Geometric shift–aware uncertainty quantification for discharge coefficient prediction of triangular planform weirs
Zeroual Abdelatif, Fourar AliAbstract
Reliable estimation of the discharge coefficient Cd is central to sharp-crested weir hydraulics, yet data-driven models are commonly evaluated with random train-test splits that can overstate generalization when experiments are structured by discrete geometries. Using a reconstructed run-level dataset for triangular planform weirs (n=123) spanning vertex angles θ ∈{30o,60 o,90 o,120 o,150 o,180 o }, this study benchmarks tabular regression under (i) random 80/20 splitting, which represents interpolation within a mixed-geometry dataset, and (ii) a leave-one-angle-out (LOAO) protocol that enforces geometric domain shift.
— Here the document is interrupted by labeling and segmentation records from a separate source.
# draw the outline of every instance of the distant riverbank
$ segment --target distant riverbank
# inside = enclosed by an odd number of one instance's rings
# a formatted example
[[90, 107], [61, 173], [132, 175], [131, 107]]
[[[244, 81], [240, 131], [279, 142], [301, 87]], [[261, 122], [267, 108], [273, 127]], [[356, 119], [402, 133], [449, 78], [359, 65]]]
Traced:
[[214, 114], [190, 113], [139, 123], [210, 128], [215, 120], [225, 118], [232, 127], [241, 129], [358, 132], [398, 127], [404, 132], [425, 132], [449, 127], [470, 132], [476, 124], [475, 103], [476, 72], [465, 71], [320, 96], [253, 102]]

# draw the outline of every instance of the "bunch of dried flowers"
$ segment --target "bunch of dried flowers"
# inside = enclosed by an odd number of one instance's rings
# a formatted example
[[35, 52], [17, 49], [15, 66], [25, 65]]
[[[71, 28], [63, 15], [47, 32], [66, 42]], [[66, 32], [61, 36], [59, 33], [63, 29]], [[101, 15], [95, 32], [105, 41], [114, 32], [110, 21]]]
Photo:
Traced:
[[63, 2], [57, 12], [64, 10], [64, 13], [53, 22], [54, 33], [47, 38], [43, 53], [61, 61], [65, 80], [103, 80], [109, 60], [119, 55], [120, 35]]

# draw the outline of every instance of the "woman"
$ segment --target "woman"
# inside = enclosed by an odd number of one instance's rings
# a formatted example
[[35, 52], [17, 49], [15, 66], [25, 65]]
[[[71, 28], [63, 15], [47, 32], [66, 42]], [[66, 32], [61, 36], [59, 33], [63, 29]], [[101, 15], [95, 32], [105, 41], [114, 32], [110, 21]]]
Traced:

Dimensionless predictors are derived from Buckingham-π reasoning and formulated to remain numerically stable as θ →180°. Under random splitting, gradient boosting achieves high accuracy, whereas LOAO reveals substantially weaker generalization, with the largest errors near the θ = 180° regime transition. For uncertainty quantification, global split conformal intervals are near-nominal under random splits but severely under-cover under LOAO, indicating that calibration residuals are not transferable across geometries. CV-pooled residual calibration restores LOAO coverage at the cost of substantially wider intervals. Finally, combining k-nearest-neighbor distance-based out-of-distribution detection with a two-tier interval policy yields intermediate operating points that better balance reliability and sharpness when deploying beyond the calibration envelope. Overall, the results indicate that apparently strong interpolation performance can conceal important geometric extrapolation failures, and that safe deployment on novel weir geometries requires explicitly shift-aware uncertainty quantification.